While playing against Australia in 2018, England captain Joe Root had to go to the hospital due to heatstroke — something which, despite the high temperatures cricket is used to playing in across Australia, southern Africa and south Asia in particular, is still very uncommon. As the grounds manager that day Justin Groves later told the BBC, the black soil of the ground reflected the heat “like a bitumen road”, so that the temperature was effectively nearly 60 degrees.
Cricket grounds and golf courses differ markedly in how they reflect the climate extremes. As the Root case shows, cricket stadiums — which are often big concrete bowls — can exacerbate extreme heat. But as Kobzan notes, golf courses are generally more temperate, naturally reducing the effects of extreme heat.
“Turf brings in carbon and releases oxygen. It’s generally colder on a golf course because of the amount of oxygen released by a plant. It’s also a good corridor for wildlife.”
For cricket and golf, however, pests, disease, and invasive species in turf are increasingly causing groundskeepers issues.

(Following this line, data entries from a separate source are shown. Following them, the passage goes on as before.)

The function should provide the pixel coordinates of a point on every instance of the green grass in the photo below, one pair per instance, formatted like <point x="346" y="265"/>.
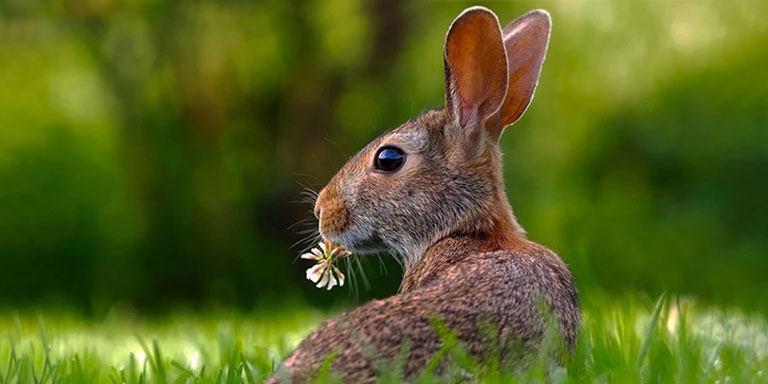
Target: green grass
<point x="627" y="340"/>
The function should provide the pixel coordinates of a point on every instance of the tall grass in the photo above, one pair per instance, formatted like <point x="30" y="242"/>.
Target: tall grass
<point x="627" y="340"/>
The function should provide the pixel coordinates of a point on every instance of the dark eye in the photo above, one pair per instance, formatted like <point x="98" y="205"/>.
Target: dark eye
<point x="389" y="159"/>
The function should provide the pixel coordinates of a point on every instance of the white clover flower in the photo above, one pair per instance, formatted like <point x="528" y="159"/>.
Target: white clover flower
<point x="324" y="273"/>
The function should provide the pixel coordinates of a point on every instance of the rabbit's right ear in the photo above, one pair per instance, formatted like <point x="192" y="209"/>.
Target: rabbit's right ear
<point x="525" y="39"/>
<point x="475" y="73"/>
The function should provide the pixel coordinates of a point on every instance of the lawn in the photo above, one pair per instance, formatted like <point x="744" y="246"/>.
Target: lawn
<point x="634" y="339"/>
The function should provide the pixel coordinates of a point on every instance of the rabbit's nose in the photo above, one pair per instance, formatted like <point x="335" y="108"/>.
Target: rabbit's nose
<point x="319" y="203"/>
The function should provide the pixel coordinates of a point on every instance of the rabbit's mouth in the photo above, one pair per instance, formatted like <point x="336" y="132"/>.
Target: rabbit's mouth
<point x="356" y="242"/>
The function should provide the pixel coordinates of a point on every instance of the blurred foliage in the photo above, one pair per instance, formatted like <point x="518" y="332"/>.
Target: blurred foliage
<point x="151" y="152"/>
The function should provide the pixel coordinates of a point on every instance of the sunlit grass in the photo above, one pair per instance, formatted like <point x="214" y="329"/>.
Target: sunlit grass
<point x="628" y="340"/>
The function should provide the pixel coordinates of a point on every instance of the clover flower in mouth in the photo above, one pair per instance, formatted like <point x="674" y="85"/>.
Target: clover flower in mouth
<point x="324" y="273"/>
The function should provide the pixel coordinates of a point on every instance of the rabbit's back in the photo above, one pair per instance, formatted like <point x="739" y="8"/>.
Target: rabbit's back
<point x="473" y="294"/>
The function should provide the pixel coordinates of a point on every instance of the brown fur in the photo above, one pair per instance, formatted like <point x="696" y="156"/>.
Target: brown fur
<point x="467" y="262"/>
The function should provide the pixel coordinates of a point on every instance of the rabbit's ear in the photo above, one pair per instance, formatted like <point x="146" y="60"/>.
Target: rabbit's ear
<point x="525" y="40"/>
<point x="475" y="71"/>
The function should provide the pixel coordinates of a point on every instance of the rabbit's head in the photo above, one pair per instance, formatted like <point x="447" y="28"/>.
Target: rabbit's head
<point x="439" y="175"/>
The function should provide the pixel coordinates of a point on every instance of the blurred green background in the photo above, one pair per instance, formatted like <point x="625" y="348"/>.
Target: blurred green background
<point x="153" y="153"/>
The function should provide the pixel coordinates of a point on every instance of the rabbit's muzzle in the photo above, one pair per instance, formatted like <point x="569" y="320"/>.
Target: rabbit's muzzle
<point x="331" y="211"/>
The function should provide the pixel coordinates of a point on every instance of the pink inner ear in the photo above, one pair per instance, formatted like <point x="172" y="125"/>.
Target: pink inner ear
<point x="467" y="112"/>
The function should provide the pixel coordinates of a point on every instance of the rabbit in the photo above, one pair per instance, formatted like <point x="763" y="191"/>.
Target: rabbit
<point x="432" y="191"/>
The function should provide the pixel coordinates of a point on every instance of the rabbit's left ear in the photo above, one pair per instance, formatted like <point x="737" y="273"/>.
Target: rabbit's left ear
<point x="475" y="72"/>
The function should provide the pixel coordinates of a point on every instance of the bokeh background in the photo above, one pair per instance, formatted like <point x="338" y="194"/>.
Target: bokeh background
<point x="153" y="153"/>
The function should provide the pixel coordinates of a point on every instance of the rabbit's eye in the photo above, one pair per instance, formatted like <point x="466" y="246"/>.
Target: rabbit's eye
<point x="389" y="159"/>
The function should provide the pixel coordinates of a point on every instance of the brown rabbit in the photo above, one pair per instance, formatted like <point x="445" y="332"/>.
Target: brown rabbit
<point x="432" y="191"/>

“There are a lot fewer frosts throughout the winter now, which would usually keep worms away,” Saxton says.
“We’re facing disease pressure from the milder winters. Frosts are great for killing diseases, and worm activity is through the roof.”
This, as well as greater numbers of chafer grubs and leather jackets, has seen increased pecking damage from crows and other birds pecking for insects. But protecting pitches with sheets seems increasingly less viable, as long stretches of time under sheets during warmer, milder weather creates the kind of humid conditions that allow fungal diseases to grow.
Chemical fertilizers are also steadily being removed from the market owing to the harm they cause the environment. For groundskeepers such as Saxton and Kobzan, this means focusing on disease resilience — strengthening and protecting turf so that it can withstand disease and pests when they do come, and also to withstand droughts.
“It’s all about creating healthy soils and aerating. Creating avenues for water to get out, nutrients to get into the roots, air to get to the plant, preparing your soil for the rigours of a drought,” Kobzan says.
His Peterborough golf club is also set to start using more biostimulants and organic fertilizers, and will monitor how the turf handles disease pressures and droughts.
“We’re also trying to mitigate how much [grass] growth we get. We don’t want things to just keep growing.” Putting in large amounts of nitrogen — an element that enables grass to grow — risks losing it to leeching while causing grass to grow more than it needs.
Ultimately, both see that their sports are still very much at the beginning of this conversation. Kobzan says that the amount a golf course can do very much depends on the resources and expectations of that club. Saxton says that while the conversation is still in its early days in the professional game, people know they have to prepare their grounds — so groundskeepers will have to adapt to the climate crisis.
“It taught me that you only need to water the pitch twice a week,” Flint says of Cape Town’s drought.
“I’d encourage all groundsmen to be water wise. But I can’t get on a high horse and lecture people. It took me living through that experience before I woke up. Unless it’s right in front of you, you don’t think about it.”